Dataset Contribution 🗂️

Overview

This page describes how to add a new dataset to scTimeBench.

Dataset contributions usually require three parts:

a dataset loader in the dataset registry,
a default dataset configuration, and
inclusion in the supported metric groups.

Steps for Contribution

1. Format the dataset

Ensure the source data can be loaded into an AnnData object and that the following observation columns are available after loading:

cell type, mapped to ObservationColumns.CELL_TYPE

timepoint, mapped to ObservationColumns.TIMEPOINT

If a dataset does not contain one of these fields, follow the existing dataset loaders and provide a sensible placeholder or derived value.

2. Add a dataset loader

Create a loader in src/scTimeBench/shared/dataset/registry/ and follow the existing naming convention: the class name should end in Dataset, and the module name should be snake case.

A minimal loader looks like this:
"""
Dataset name.
"""

import scanpy as sc

from scTimeBench.shared.dataset.base import BaseDataset, ObservationColumns


class ExampleDataset(BaseDataset):
    def _load_data(self):
        """Load the dataset into self.data."""
        data_path = self.dataset_dict["data_path"]
        self.data = sc.read_h5ad(data_path)

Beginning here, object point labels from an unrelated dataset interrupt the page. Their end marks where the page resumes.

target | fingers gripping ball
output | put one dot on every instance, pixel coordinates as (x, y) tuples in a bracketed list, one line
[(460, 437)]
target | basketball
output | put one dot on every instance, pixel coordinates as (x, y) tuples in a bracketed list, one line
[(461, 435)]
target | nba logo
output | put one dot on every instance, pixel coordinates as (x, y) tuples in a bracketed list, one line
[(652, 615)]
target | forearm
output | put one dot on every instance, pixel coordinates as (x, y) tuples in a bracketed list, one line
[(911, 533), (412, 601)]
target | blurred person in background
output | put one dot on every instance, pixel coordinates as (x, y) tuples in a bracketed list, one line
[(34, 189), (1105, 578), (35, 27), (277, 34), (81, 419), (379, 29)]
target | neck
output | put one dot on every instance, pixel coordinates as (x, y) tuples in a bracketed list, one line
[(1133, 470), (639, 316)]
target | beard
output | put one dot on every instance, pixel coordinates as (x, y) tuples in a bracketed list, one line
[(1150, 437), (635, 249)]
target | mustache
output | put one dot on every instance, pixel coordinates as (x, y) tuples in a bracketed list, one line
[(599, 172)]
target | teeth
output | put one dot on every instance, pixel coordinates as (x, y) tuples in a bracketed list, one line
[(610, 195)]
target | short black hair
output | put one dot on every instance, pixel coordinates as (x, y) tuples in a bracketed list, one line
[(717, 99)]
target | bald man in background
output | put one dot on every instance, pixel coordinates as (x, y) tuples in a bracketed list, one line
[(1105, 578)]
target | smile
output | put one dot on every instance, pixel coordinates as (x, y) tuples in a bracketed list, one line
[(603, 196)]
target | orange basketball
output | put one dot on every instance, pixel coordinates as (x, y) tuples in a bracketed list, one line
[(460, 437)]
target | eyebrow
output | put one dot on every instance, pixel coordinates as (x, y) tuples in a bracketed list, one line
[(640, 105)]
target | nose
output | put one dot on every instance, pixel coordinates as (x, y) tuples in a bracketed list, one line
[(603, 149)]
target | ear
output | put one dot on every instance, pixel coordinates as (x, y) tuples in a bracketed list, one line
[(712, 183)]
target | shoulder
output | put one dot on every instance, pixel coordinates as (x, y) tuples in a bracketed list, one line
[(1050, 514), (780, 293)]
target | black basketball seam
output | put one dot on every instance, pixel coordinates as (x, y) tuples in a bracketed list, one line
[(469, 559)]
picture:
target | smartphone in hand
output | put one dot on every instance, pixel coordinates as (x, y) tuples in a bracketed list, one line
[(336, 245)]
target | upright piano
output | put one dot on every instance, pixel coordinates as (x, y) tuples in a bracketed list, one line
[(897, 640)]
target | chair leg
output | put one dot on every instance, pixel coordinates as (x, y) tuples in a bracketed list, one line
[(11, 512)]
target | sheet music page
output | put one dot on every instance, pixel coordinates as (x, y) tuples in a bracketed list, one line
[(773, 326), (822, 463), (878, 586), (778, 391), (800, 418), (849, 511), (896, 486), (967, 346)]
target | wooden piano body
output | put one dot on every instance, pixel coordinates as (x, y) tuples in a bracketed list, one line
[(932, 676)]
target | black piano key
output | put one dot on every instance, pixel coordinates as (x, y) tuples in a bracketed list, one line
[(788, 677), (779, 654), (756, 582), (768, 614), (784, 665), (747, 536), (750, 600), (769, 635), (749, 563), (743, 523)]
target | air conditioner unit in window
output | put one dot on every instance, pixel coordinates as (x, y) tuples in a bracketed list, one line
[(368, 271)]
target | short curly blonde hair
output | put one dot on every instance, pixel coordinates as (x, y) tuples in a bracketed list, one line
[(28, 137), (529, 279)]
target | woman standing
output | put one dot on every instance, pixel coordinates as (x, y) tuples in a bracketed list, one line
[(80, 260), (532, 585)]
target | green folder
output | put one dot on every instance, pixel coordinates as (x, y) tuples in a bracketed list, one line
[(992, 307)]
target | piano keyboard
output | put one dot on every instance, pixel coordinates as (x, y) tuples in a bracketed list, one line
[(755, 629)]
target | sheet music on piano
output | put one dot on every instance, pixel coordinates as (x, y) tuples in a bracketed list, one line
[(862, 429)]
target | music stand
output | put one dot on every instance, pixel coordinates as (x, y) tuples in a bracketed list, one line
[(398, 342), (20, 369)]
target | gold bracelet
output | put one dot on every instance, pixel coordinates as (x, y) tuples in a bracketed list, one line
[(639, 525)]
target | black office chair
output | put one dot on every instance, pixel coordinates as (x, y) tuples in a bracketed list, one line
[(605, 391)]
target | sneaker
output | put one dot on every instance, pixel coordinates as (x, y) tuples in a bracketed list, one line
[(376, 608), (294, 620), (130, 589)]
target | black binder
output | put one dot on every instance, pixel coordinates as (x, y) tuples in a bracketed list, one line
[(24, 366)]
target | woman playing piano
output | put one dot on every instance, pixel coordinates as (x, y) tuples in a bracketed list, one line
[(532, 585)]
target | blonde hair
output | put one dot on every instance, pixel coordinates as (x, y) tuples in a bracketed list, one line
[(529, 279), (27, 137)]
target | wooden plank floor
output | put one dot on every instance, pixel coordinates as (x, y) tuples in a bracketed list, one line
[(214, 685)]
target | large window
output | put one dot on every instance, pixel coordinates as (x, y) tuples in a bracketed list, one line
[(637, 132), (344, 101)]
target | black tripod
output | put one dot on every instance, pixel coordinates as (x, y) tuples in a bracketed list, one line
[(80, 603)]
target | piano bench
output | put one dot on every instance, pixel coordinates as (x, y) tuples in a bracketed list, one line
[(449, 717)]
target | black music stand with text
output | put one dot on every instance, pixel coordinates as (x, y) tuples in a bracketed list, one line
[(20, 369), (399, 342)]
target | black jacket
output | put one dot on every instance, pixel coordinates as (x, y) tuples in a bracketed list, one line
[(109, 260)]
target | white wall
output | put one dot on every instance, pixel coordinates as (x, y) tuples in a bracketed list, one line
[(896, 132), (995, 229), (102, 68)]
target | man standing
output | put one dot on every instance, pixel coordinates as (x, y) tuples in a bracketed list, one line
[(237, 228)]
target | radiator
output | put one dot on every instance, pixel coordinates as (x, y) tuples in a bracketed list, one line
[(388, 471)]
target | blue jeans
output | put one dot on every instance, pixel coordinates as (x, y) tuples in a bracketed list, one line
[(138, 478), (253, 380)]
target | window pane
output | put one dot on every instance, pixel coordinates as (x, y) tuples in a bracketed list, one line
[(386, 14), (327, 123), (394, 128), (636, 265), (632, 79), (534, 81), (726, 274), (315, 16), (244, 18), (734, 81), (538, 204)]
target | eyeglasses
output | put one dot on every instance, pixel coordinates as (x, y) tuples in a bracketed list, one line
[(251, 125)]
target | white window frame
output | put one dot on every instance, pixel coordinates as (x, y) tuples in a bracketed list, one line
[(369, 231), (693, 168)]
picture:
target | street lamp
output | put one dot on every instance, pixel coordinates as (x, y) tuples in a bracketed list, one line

        self.data.obs = self.data.obs.rename(
            columns={
                "cell_type": ObservationColumns.CELL_TYPE.value,
                "timepoint": ObservationColumns.TIMEPOINT.value,
            }
        )
Existing loaders in src/scTimeBench/shared/dataset/registry/ show the expected patterns for datasets with and without explicit cell-type labels.

If your dataset has no cell-type labels, set all cells to unknown:
self.data.obs[ObservationColumns.CELL_TYPE.value] = "unknown"
If your dataset does not have timepoint labels, generate pseudotime labels as an alternative.

Remember to export the new class from src/scTimeBench/shared/dataset/registry/__init__.py.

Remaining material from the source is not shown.